Corporate Class Funds

If you hold mutual funds outside your RRSP, you're probably well aware of what happens when you sell a fund. If your fund has increased in value since you bought it, the government claims a big chunk of your profits as capital gains tax. Wouldn't it be nice to defer those taxes until much later, just as you do with investments inside your RRSP?

We have good news: there is a way to sell your funds and defer taxes on your capital gains, and it doesn't involve anything complex like offshore investing. All you have to do is buy corporate-class funds, also known as switch funds. These mutual funds resemble regular funds in every way, but with one big difference. When you sell a switch fund, you don't pay any capital gains tax if you keep your money invested in the same fund family.

Think of these funds as RRSPs in disguise. Each fund family – or switch fund series – is considered a mutual fund corporation, and each fund within the series is considered a different share class. If you sell one fund and buy another within the same series, you remain a shareholder of the corporation. No capital gain is triggered, therefore you don't pay any tax.

The deferral of taxes will keep your money working for you for years by compounding returns within your portfolio. When you eventually unwind your investment – perhaps upon retirement – your income will probably be much lower than it is now and you'll pay less tax on your gains. Roughly, the tax savings from a portfolio of switch funds would probably boost your investment returns by about 0.5 percentage points every year (assuming you are in the highest tax bracket, averaging an 8% annual return and turning over your portfolio at an annual rate of 25%). A half-percentage-point difference might look small now, but over 10 or 20 years the savings could be huge. No wonder switch funds are becoming so popular.

Mutual fund companies like switch funds as well, because they tend to keep investors loyal to a particular fund family. Over the years, numerous funds have been launched in Canada, attracting billions in assets. You can distinguish a switch fund from a regular fund by looking for the label "class fund" in the fund's name (CI refers to its switch funds as "sector funds").

Switch funds are suitable if you are investing money outside of an RRSP. However, keep in mind a couple of things before you make the leap. If you are happy with your current mutual funds, you shouldn't redeem them solely to move your money into switch funds. If you do that, you will trigger the very response you're trying to avoid: capital gains taxes.

Also, you should carefully weigh your options before committing any of your money to a switch fund. This is an important decision because you will likely want to remain within one switch fund series for many years to come. After all, when you pull your money out of a fund series, you will have to pay tax.

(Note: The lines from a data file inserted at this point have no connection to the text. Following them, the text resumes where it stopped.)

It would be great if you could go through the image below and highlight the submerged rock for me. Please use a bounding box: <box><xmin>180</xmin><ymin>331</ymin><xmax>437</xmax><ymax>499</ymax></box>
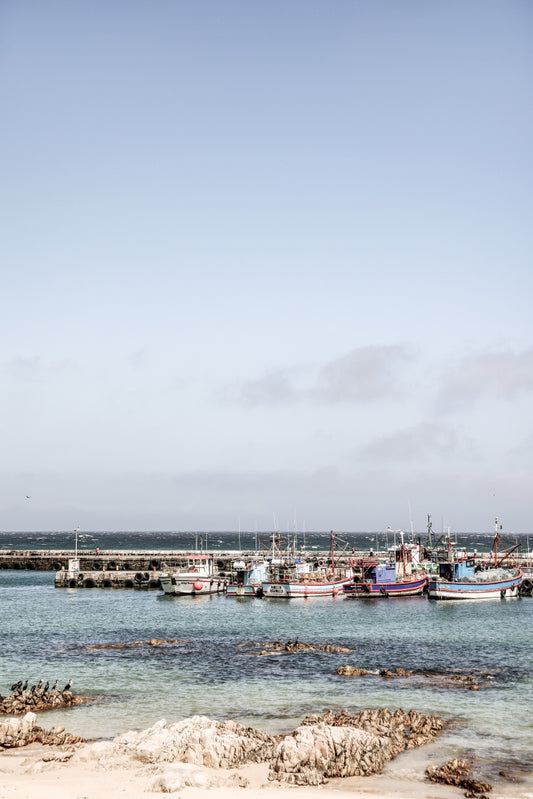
<box><xmin>426</xmin><ymin>758</ymin><xmax>492</xmax><ymax>795</ymax></box>
<box><xmin>336</xmin><ymin>666</ymin><xmax>372</xmax><ymax>676</ymax></box>
<box><xmin>336</xmin><ymin>665</ymin><xmax>486</xmax><ymax>690</ymax></box>
<box><xmin>247</xmin><ymin>639</ymin><xmax>351</xmax><ymax>656</ymax></box>
<box><xmin>84</xmin><ymin>638</ymin><xmax>184</xmax><ymax>650</ymax></box>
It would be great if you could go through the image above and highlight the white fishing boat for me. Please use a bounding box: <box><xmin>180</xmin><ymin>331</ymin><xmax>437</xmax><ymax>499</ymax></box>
<box><xmin>160</xmin><ymin>555</ymin><xmax>225</xmax><ymax>596</ymax></box>
<box><xmin>261</xmin><ymin>531</ymin><xmax>353</xmax><ymax>598</ymax></box>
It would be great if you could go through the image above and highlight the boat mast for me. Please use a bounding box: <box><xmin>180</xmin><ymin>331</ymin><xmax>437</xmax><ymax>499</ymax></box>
<box><xmin>330</xmin><ymin>530</ymin><xmax>335</xmax><ymax>572</ymax></box>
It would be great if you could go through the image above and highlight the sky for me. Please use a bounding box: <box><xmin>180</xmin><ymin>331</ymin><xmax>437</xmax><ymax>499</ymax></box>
<box><xmin>1</xmin><ymin>0</ymin><xmax>532</xmax><ymax>533</ymax></box>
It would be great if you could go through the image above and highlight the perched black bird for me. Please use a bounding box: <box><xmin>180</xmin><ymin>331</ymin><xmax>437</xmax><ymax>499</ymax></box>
<box><xmin>11</xmin><ymin>680</ymin><xmax>22</xmax><ymax>693</ymax></box>
<box><xmin>36</xmin><ymin>679</ymin><xmax>43</xmax><ymax>689</ymax></box>
<box><xmin>42</xmin><ymin>681</ymin><xmax>49</xmax><ymax>693</ymax></box>
<box><xmin>63</xmin><ymin>679</ymin><xmax>73</xmax><ymax>692</ymax></box>
<box><xmin>22</xmin><ymin>679</ymin><xmax>28</xmax><ymax>691</ymax></box>
<box><xmin>52</xmin><ymin>680</ymin><xmax>58</xmax><ymax>691</ymax></box>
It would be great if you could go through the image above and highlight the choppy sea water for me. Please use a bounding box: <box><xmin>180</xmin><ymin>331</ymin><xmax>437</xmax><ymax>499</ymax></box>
<box><xmin>0</xmin><ymin>532</ymin><xmax>532</xmax><ymax>795</ymax></box>
<box><xmin>1</xmin><ymin>528</ymin><xmax>531</xmax><ymax>554</ymax></box>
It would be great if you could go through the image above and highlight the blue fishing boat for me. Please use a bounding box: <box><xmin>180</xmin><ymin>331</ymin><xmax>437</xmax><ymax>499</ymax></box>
<box><xmin>428</xmin><ymin>519</ymin><xmax>523</xmax><ymax>600</ymax></box>
<box><xmin>226</xmin><ymin>559</ymin><xmax>269</xmax><ymax>596</ymax></box>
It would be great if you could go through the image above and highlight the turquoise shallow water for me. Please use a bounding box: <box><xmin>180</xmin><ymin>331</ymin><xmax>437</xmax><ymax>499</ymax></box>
<box><xmin>0</xmin><ymin>569</ymin><xmax>531</xmax><ymax>789</ymax></box>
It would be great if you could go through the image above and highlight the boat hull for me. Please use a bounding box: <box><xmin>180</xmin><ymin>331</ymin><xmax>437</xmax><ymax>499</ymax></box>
<box><xmin>428</xmin><ymin>570</ymin><xmax>523</xmax><ymax>600</ymax></box>
<box><xmin>262</xmin><ymin>575</ymin><xmax>352</xmax><ymax>598</ymax></box>
<box><xmin>344</xmin><ymin>574</ymin><xmax>427</xmax><ymax>598</ymax></box>
<box><xmin>225</xmin><ymin>584</ymin><xmax>260</xmax><ymax>596</ymax></box>
<box><xmin>160</xmin><ymin>574</ymin><xmax>225</xmax><ymax>595</ymax></box>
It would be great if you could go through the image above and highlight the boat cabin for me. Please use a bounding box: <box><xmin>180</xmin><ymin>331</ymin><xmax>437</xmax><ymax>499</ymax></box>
<box><xmin>363</xmin><ymin>562</ymin><xmax>396</xmax><ymax>584</ymax></box>
<box><xmin>232</xmin><ymin>560</ymin><xmax>268</xmax><ymax>586</ymax></box>
<box><xmin>174</xmin><ymin>555</ymin><xmax>214</xmax><ymax>576</ymax></box>
<box><xmin>437</xmin><ymin>558</ymin><xmax>475</xmax><ymax>582</ymax></box>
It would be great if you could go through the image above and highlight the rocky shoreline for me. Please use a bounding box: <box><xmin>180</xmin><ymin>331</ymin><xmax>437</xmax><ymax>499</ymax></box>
<box><xmin>0</xmin><ymin>708</ymin><xmax>525</xmax><ymax>797</ymax></box>
<box><xmin>1</xmin><ymin>706</ymin><xmax>444</xmax><ymax>785</ymax></box>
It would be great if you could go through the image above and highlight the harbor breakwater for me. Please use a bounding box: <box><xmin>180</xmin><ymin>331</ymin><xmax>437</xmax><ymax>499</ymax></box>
<box><xmin>2</xmin><ymin>548</ymin><xmax>533</xmax><ymax>572</ymax></box>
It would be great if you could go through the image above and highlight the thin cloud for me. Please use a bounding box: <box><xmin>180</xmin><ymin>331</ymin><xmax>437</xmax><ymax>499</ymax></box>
<box><xmin>310</xmin><ymin>346</ymin><xmax>410</xmax><ymax>403</ymax></box>
<box><xmin>2</xmin><ymin>356</ymin><xmax>75</xmax><ymax>383</ymax></box>
<box><xmin>235</xmin><ymin>346</ymin><xmax>411</xmax><ymax>407</ymax></box>
<box><xmin>438</xmin><ymin>349</ymin><xmax>533</xmax><ymax>409</ymax></box>
<box><xmin>359</xmin><ymin>422</ymin><xmax>475</xmax><ymax>462</ymax></box>
<box><xmin>238</xmin><ymin>369</ymin><xmax>297</xmax><ymax>407</ymax></box>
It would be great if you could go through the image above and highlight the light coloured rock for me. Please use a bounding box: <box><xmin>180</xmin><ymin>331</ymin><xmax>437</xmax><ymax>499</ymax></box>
<box><xmin>107</xmin><ymin>715</ymin><xmax>275</xmax><ymax>769</ymax></box>
<box><xmin>268</xmin><ymin>722</ymin><xmax>392</xmax><ymax>785</ymax></box>
<box><xmin>0</xmin><ymin>711</ymin><xmax>85</xmax><ymax>749</ymax></box>
<box><xmin>145</xmin><ymin>762</ymin><xmax>232</xmax><ymax>792</ymax></box>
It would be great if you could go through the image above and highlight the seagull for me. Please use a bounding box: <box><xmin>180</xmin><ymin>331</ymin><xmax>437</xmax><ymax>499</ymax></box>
<box><xmin>63</xmin><ymin>679</ymin><xmax>73</xmax><ymax>692</ymax></box>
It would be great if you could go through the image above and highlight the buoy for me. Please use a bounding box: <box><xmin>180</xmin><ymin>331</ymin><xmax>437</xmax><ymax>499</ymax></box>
<box><xmin>193</xmin><ymin>580</ymin><xmax>203</xmax><ymax>592</ymax></box>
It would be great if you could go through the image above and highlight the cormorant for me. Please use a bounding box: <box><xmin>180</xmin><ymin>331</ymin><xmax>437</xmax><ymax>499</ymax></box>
<box><xmin>52</xmin><ymin>680</ymin><xmax>58</xmax><ymax>690</ymax></box>
<box><xmin>30</xmin><ymin>684</ymin><xmax>36</xmax><ymax>693</ymax></box>
<box><xmin>22</xmin><ymin>679</ymin><xmax>28</xmax><ymax>691</ymax></box>
<box><xmin>11</xmin><ymin>680</ymin><xmax>22</xmax><ymax>692</ymax></box>
<box><xmin>37</xmin><ymin>679</ymin><xmax>43</xmax><ymax>689</ymax></box>
<box><xmin>42</xmin><ymin>681</ymin><xmax>49</xmax><ymax>693</ymax></box>
<box><xmin>63</xmin><ymin>679</ymin><xmax>73</xmax><ymax>692</ymax></box>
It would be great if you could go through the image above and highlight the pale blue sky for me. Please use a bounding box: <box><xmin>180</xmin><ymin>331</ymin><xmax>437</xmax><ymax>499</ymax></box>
<box><xmin>1</xmin><ymin>1</ymin><xmax>532</xmax><ymax>532</ymax></box>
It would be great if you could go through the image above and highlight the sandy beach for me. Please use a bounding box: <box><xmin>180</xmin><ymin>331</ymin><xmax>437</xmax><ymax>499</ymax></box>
<box><xmin>1</xmin><ymin>740</ymin><xmax>531</xmax><ymax>799</ymax></box>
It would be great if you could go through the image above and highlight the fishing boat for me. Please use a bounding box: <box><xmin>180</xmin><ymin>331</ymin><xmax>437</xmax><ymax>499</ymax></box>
<box><xmin>427</xmin><ymin>519</ymin><xmax>523</xmax><ymax>600</ymax></box>
<box><xmin>160</xmin><ymin>555</ymin><xmax>225</xmax><ymax>596</ymax></box>
<box><xmin>226</xmin><ymin>559</ymin><xmax>269</xmax><ymax>596</ymax></box>
<box><xmin>344</xmin><ymin>535</ymin><xmax>427</xmax><ymax>598</ymax></box>
<box><xmin>261</xmin><ymin>531</ymin><xmax>353</xmax><ymax>598</ymax></box>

Unfortunately, the management expense ratios (MERs) of switch funds tend to be higher than those of regular funds. This difference can range from a modest bump of 0.1 percentage points to an outrageous full percentage point. You would not want to pay more than a 0.2-percentage-point premium for a switch fund. Otherwise, you will be losing much of the tax advantage. And, if the switch fund is cheaper, so much the better.

You want switch funds that perform well over the long term. In some cases, switch funds do not have a three-year track record but are clones of other funds offered by the company.

Your switch fund series should hold funds that are not exceptionally volatile. The series should also offer a wide range of different types of funds. For example, a series that includes equity and bond funds, covering 10 or 12 categories, is better than a series that includes just six or seven equity funds. Also, a series that includes a mix of value and growth funds is better than a series that includes only growth funds. If you are a market timer or want to make bets on specific sectors of the economy, you need a pool that is rich in sector funds.

Although switch funds are designed to minimize the tax consequences of selling mutual funds, we would caution you against making trades too frequently. Instead, use switch funds as a tax-effective means of rebalancing your portfolio every year or so. You'll like the results.